Data Science Capstone Final Project Presentation

09/11/2021

Introduction (Project Overview)

This presentation is to introduce my English text prediction model for the final project of the Coursera Data Science Capstone. The aim of this presentation is to create a product to highlight the prediction algorithm that I have built and to provide an interface that can be accessed by others.

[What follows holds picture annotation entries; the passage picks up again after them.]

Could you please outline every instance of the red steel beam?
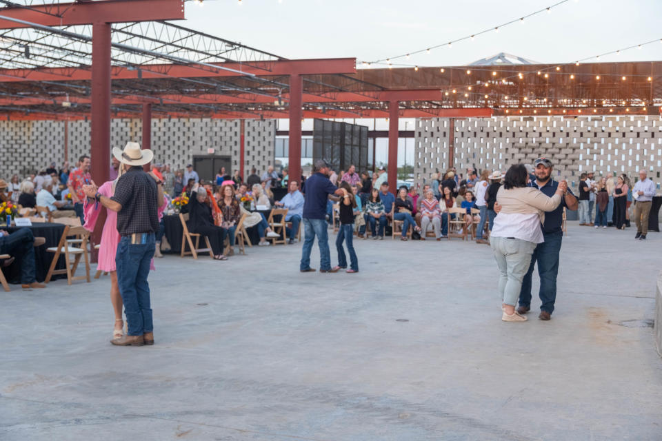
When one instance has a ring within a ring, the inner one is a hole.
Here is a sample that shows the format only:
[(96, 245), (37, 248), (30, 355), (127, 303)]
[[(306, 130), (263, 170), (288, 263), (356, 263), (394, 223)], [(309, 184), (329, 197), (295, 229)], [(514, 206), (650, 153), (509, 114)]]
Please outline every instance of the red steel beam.
[[(184, 19), (183, 0), (103, 0), (0, 8), (0, 16), (46, 26)], [(30, 26), (0, 19), (0, 29)]]
[[(1, 15), (1, 14), (0, 14)], [(128, 20), (130, 21), (130, 20)], [(214, 65), (241, 70), (247, 74), (265, 76), (268, 75), (323, 75), (331, 74), (353, 74), (356, 72), (356, 59), (339, 58), (319, 60), (283, 60), (247, 63), (211, 63)], [(265, 69), (270, 70), (265, 73)], [(112, 79), (163, 79), (164, 75), (174, 78), (203, 78), (212, 76), (237, 76), (236, 72), (210, 67), (175, 64), (150, 64), (131, 70), (121, 66), (112, 68)], [(50, 68), (48, 69), (3, 69), (0, 70), (0, 82), (43, 81), (89, 81), (92, 72), (87, 69)], [(437, 91), (439, 92), (439, 91)], [(357, 96), (356, 94), (352, 94)]]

List of work that i have done in this project:

Develop a prediction algorithm that predicts the next word of a phrase entered by users
Embedded this algorithm into a Shiny Web App
Creat a slide deck introducing this product

N-Gram Linguistics Model

A N-Gram Linguistics Model was used creating this prediction algorithm. Steps for building the N-Gram library as below:

Sub-sampling: Extract ~1% of words in each text file as the corpus for building the Ngram library.
Cleaning corpus: Removing stopwords, symbols, punctuation, numbers and profanity words, then converted all text to lowercase
Tokenize text
Building the N-gram model with unigram, bigram, trigram and quadgram.
Sorted the corpus of each Ngram library into a frequency matrix.
The N-gran matrices were converted into a data table and the metadata were saved as .rds file.

Prediction algorithm

This prediction algorithm was built using the Katz Back-off model.

Load the .rds files containing the metadata
Read the text input
Predict the next work starting with quadgram
If fail to predict, back off to trigram, then bigram and then unigram.
If fail to predict after going through all Ngrams, return NA.

Shiny Web App

Click HERE to access the web app

Follow the steps to run the algorithm:

Wait a few seconds for the app to start
Insert some text in the text box
Clcik “Show me what you’ve got!” box to find out the prediction!